Pressure water-storage device sealing structure

[0018] Example 1

[0019] Example 1 is basically as attached figure 1 with figure 2 Shown: a sealing structure of a pressure water storage device, including a housing 10, an elastic liner 20 and a pipe joint body 30. The elastic liner 20 is located in the housing 10, and an inflatable cavity 11 is formed between the two. An opening is provided at the upper end of the housing 10 , The upper end of the elastic liner 20 is provided with a water outlet, which is located in the opening; the pipe joint body 30 is provided with a water inlet channel 31, a water outlet channel 32, and an air filling port 33. The water inlet channel 31 and the water outlet channel 32 are the same as the water outlet Connected, the pipe joint body 30 is connected to the upper end of the housing 10, and the elastic inner liner 20 is pressed against the upper end of the housing 10. The outer edge of the upper end of the housing 10 is provided with a first annular groove, and a first sealing ring 40 is provided in the first annular groove The inner wall of the opening of the housing 10 is provided with a second annular groove, and the second annular groove is provided with a second sealing ring 50; the first sealing ring 40, the second sealing ring 50 are both provided with an expansion chamber 41, and the first The sealing ring 40 and the second sealing ring 50 are provided with air inlets communicating with the expansion chamber 41; the casing is provided with air passages 60 communicating with the air inlets of the first sealing ring 40 and the second sealing ring 50 respectively.

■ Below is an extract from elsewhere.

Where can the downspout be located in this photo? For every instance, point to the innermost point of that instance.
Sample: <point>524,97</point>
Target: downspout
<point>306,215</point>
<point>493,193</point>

[0020] In this embodiment, the first sealing ring 40 and the second sealing ring 50 are annular. The ring-shaped sealing ring will not roll during use, so that the air inlet holes on the first sealing ring 40 and the second sealing ring 50 can always be connected with the air passage 60.

[0021] In this embodiment, the first sealing ring 40 and the second sealing ring 50 are arranged with three air inlet holes at equal intervals along their circumferential direction. The three equally spaced air intake holes can expand the first sealing ring 40 or the second sealing ring 50 uniformly, and the sealing effect is good.

[0022] Example 2

[0023] Such as image 3 As shown, the difference from Embodiment 1 is that this embodiment also includes a controller 70, an audible and visual alarm 80, and a pressure sensor 90 for detecting the pressure in the inflatable cavity 11. The pressure sensor 90 and an acousto-optic alarm 80 Both are electrically connected to the controller 70. The pressure sensor 90 can detect the pressure in the inflatable cavity 11 in real time. When the compressed gas in the inflatable cavity 11 leaks and the water storage device drains, the drain pressure becomes smaller, which will affect the drain process; in the same state (such as water injection) Upon completion or after the drainage is completed), the pressure sensor 90 detects that the pressure in the inflation chamber 11 has decreased, and transmits a signal to the controller 70. The controller 70 controls the external inflation device to inflate into the inflation port 33 to ensure water storage. Normal use of the device. When the pressure sensor 90 detects a large pressure change in the same state, the controller 70 controls the sound and light alarm 80 to give an alarm, so that the staff can detect the gas leakage in the inflatable cavity 11 in time.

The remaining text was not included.